What are our goals of conversations with strangers?
Discussion:
- Finding commonalities
- Get to know him or her
Berger argues we have 3 goals:
1) reduce uncertainty
2) increase predictability
3) build own understanding of the initial encounter
“What are the rules for meeting others in the U.S?.” She asked of people raised in other cultures:
Amsale – eye contact, discouraged especially for women in Ethiopia, is important here.
Rose – small talk, banalities are used in initial conversations here
Berger created axioms about interaction in the U.S.(Handout):
Axiom 1: As verbal communication increases, uncertainty decreases, and verbal communication continues to increase.
Axiom 2: As nonverbal affiliative behavior (smiles, nods, eye-contact) increases, uncertainty decreases, and nonverbal affiliative behavior continues to increase.
Axiom 3: As uncertainty increases, information seeking behavior increases
Axiom 4: Uncertainty at a high level causes decreases in intimacy level, vice versa
Axiom 5: High level of uncertainty produces high levels of reciprocity, and vice versa.
Axiom 6: Similarities between persons reduce uncertainty, dissimilarities increase uncertainty
Axiom 7: Increases in uncertainty level produce decreases in liking, vice-versa
Added Later (late 80s):
Axiom 8: Shared communication networks reduce uncertainty, while lack of shared materials increases uncertainty, e.g. common acquaintances.

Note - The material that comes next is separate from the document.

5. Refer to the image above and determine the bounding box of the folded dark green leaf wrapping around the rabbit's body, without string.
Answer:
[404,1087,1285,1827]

K notes that visual similarity, e.g. age, race, gender, are processed and reduce uncertainty.
Motivation to Search for Information
1)
Anticipation of Future Interaction – “the potential in-law” (K notes that this would be an example of an involuntary relationship, from which a voluntary relationship may be formed)
2)
Incentive (reward) value – e.g., networking
3)
Deviance – Play or Entertainment value of the search, e.g. creating a new identity at a bar, using fake names and careers. Some cut to the chase, abandon formalities and predictability, “so what religion are you anyway!?”
Removing Doubt
1) Passive Strategy (observe) – figure out more about a person by observing what they do, whom they associate with, et al
2) Active Strategy (third party) – getting information about a person from another who knows them
3) Interactive Strategy (questions) - Actively engage the person
Berger argues that we are strategic in communication, and very predictable, without thinking about it, i.e.these behaviors are instinctive or intuitive.